AYD İle BMD Bir Araya Gelerek Ortak Çözüm Bulmalı
Baruh Hukuk’tan Av. Pelin Şenol Baruh, “AVM’lerde corona virüs salgını nedeniyle yaşananlar herkesin malumu” dedi. Av. Pelin Şenol Baruh, konu hakkında görüşlerini şöyle dile getirdi:
“Sorun kilitlenmiş durumda. Kiracılar “müşteri gelmiyor ben kira parasını ödemem” diyor. AVM’ler “ben açık durumdayım, dünya kadar giderim var, kredi borcum var” diyor, avukatlar sadece kendi tarafları açısından avantaj sağlayan kavram ve kuralları ileri sürüyorlar.
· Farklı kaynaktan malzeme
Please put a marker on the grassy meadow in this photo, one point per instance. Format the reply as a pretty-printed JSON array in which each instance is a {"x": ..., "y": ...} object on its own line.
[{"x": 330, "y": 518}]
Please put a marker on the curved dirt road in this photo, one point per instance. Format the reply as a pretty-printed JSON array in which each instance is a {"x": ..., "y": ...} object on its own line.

Sonuç itibariyle, yaşanan tartışma bir kör dövüşüne benziyor. Bu tartışmadan bir sonuç çıkması mümkün değil. Tartışmanın doğru bir yöne kanalize olması gerekmekte.
Öncelikle, yasalarımızda bir pandemi vakasını düzenleyen kurallar bulunmamaktadır. Evet, mücbir sebep kavramı içerisinde bazı hastalıkların ve salgının, yasalarda düzenlenmiş olduğu savunulabilir. Ancak dünya çapında bir salgın ve böylesine çabuk bulaşan, ilaç etki etmeyen bir salgın yasa koyucu tarafından da öngörülmüş değildir.
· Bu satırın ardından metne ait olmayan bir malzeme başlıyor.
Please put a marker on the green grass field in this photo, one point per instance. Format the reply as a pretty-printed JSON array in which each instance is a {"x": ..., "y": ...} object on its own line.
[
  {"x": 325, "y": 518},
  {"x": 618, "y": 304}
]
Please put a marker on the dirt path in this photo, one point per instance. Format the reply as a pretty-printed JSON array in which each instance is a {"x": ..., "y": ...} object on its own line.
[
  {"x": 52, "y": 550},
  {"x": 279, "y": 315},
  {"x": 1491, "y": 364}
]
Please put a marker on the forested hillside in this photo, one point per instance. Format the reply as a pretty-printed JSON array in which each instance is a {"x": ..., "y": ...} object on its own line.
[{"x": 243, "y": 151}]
Yanlış anlaşılmaya mahal vermemek adına, bunun öngörülmemiş olmasını bir kusur olarak ifade etmiyoruz. Çünkü hiçbir yasa koyucudan gelecekte gerçekleşmesi muhtemel bütün olayları öngörmesi beklenemez.
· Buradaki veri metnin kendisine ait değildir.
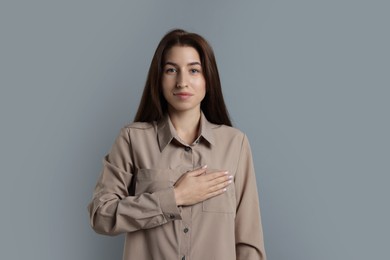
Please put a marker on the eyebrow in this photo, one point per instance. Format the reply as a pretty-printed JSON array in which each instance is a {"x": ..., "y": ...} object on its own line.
[{"x": 189, "y": 64}]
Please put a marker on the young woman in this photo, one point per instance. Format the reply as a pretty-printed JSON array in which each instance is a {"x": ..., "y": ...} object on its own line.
[{"x": 180, "y": 179}]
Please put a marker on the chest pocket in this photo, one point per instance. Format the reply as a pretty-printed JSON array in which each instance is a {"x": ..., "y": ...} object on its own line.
[
  {"x": 223, "y": 203},
  {"x": 152, "y": 180}
]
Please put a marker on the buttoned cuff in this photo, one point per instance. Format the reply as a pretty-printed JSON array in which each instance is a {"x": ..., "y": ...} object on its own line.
[{"x": 168, "y": 204}]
Özellikle de günümüzde teknolojinin, modern tedavi yöntemlerinin bu kadar geliştiği bir zamanda dünyayı evlere hapsedecek bir hastalığı hayal bile edemezdik.
İkincisi, madem hiçbirimizin hayal bile edemeyeceği, yasa koyucudan öngörmesini bekleyemeyeceğimiz bir olayla karşı karşıyayız; o halde, olayı “mücbir sebep sayılıp sayılmayacağı” gibi dar bir alanda tartışmamız, olayın gerçekliğine uygun düşmez.
Hukuk, makul bir çözüm üretebilmek için gerçekliği mahiyetine uygun bir şekilde kavramalı, hukukun genel prensipleri ve teorisi çerçevesinde bir çözüm önermelidir. Aksi halde konunun yasalarda düzenlenmemiş olması keyfiliğe yol açar.
Üçüncüsü, herkes önlem almak zorunda ve herkesi kapsayacak şekilde önlemler uygulanmak zorundadır. Peki, kimin için? Herkes için.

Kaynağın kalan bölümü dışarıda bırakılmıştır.